# CCR 2000 - possible purchase?



## caddydaddy (Dec 10, 2014)

A local Facebook resale page has a CCR 2000 that the owner says ran last year, but doesn't run anymore. She is only asking $30, so I figured it's worth a shot at fixing! I'm guessing the carb is just gummed up.

Anything to look out for with these models? 

Thanks!


----------



## 43128 (Feb 14, 2014)

ignition modules are known to go out and parts are extremely expensive for the engine, same thing for ccr3000s


----------



## caddydaddy (Dec 10, 2014)

I'll bring my spark tester to confirm it's not spark related. Does the price sound fair for a non-running machine?


----------



## 43128 (Feb 14, 2014)

yeah it seems fair enough


----------



## caddydaddy (Dec 10, 2014)

It now resides inside my garage!


----------



## Freezn (Mar 1, 2014)

caddydaddy said:


> It now resides inside my garage!


Congrats! Great score. The question everyone wants to know. Is it a keeper or a flipper? Hard to part with a good solid single stage machine especially one with a Suzuki engine. Over the years single stage machines have become my "go to" for most storms with less than 8" of snow. Really like the versatility and maneuverability of a single stage machine.


----------



## caddydaddy (Dec 10, 2014)

Thanks! I may keep it. I've never used a single stage, so I'm eager to see how it does. I guess I'll have to wait a few months. 
So, I pulled the covers off and drained out the old and stale gas. I then took the carb off and shot some carb cleaner through it. It looked really clean inside! I pulled the spark plug and it looked pretty good. 
I put the carb back on, primed it and cranked it a bit. It fired up and ran great! Nice steady speed and the auger engaged just fine! Wow, all for $30! I'm stoked!
I'll post up some pictures of it later.


----------



## caddydaddy (Dec 10, 2014)

It could use a new belt, but that's about it!


----------



## uberT (Dec 29, 2013)

Make sure the paddles are in reasonably good shape.

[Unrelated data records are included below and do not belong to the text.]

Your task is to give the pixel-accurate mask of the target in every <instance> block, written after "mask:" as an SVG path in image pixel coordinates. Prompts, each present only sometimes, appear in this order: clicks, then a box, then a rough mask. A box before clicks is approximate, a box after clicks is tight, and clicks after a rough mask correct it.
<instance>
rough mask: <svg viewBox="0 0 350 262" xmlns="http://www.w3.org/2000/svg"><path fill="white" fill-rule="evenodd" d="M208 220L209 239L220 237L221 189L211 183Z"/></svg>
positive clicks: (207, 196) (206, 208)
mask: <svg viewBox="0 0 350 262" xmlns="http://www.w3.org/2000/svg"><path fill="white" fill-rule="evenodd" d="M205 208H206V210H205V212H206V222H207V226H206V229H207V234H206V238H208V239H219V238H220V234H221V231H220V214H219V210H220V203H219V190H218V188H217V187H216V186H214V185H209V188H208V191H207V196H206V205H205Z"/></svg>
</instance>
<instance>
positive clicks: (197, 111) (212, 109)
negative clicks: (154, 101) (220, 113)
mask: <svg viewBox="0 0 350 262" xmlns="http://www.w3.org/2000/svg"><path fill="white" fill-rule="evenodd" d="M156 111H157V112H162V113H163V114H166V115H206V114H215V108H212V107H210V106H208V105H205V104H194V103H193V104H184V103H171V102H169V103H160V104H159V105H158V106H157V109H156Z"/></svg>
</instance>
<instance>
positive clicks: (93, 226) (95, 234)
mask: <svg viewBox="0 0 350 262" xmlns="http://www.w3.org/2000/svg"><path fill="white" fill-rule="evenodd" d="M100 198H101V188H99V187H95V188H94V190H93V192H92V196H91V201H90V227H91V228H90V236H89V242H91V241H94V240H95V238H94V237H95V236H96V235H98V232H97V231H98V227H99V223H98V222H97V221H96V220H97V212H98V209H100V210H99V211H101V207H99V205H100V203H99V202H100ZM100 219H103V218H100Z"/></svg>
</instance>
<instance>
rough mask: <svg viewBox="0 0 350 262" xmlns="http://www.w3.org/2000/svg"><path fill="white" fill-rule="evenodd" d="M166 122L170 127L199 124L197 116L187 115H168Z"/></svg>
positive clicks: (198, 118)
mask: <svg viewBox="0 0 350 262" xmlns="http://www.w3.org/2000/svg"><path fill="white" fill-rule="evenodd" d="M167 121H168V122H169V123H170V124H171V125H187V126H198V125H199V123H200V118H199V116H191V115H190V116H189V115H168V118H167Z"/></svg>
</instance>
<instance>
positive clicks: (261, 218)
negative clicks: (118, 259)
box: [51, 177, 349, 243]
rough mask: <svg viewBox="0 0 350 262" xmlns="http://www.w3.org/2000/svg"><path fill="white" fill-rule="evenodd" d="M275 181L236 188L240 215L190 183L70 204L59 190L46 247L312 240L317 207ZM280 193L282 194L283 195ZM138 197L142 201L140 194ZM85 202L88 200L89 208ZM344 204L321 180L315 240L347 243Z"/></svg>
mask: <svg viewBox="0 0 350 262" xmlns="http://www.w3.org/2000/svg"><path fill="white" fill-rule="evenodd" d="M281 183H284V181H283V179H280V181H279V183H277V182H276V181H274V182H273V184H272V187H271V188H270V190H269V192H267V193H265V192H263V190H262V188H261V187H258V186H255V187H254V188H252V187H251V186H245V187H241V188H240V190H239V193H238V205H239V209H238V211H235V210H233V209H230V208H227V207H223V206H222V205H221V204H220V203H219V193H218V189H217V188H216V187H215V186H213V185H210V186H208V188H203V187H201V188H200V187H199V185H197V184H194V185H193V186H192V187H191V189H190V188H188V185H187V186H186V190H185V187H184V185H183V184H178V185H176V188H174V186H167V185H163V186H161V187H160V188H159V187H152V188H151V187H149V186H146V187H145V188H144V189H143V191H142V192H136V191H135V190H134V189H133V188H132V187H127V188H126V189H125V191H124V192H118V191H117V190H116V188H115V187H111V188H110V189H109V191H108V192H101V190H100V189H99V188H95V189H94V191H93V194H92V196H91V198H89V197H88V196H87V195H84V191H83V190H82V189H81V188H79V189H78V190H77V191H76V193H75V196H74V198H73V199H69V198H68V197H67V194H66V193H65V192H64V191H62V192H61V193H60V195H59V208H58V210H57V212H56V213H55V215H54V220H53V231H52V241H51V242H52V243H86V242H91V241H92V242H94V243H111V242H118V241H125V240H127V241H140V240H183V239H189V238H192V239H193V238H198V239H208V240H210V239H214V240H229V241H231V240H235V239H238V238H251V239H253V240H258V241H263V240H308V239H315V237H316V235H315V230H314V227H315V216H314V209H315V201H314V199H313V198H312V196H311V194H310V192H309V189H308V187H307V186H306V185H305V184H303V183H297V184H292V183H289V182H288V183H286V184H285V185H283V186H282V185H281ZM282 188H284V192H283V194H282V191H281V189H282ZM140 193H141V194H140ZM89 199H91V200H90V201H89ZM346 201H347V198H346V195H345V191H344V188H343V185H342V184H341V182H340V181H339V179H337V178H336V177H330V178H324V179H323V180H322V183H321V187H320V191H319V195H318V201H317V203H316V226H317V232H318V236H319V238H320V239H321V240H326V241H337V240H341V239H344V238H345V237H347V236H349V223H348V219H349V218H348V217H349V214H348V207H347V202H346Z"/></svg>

They have a big impact on how far she'll throw...


----------



## caddydaddy (Dec 10, 2014)

uberT said:


> Make sure the paddles are in reasonably good shape. They have a big impact on how far she'll throw...


The paddles look ok. They have some wear, but since this is my first single stage, I don't know if they are too worn or not. I'm sure I can look up a measurement or something to find out.


----------



## Freezn (Mar 1, 2014)

Paddles and scraper bar are the two big "wear and tear" items on any single stage snow blower. If it's in the budget and you plan on keeping the machine, I'd throw on a new set of paddles and scraper bar if the current ones are showing any kind of wear. Worn paddles really decrease discharge distance on a single stage. Don't get me wrong, it will still throw plenty far, but you may lose 10ft of max throw distance.


----------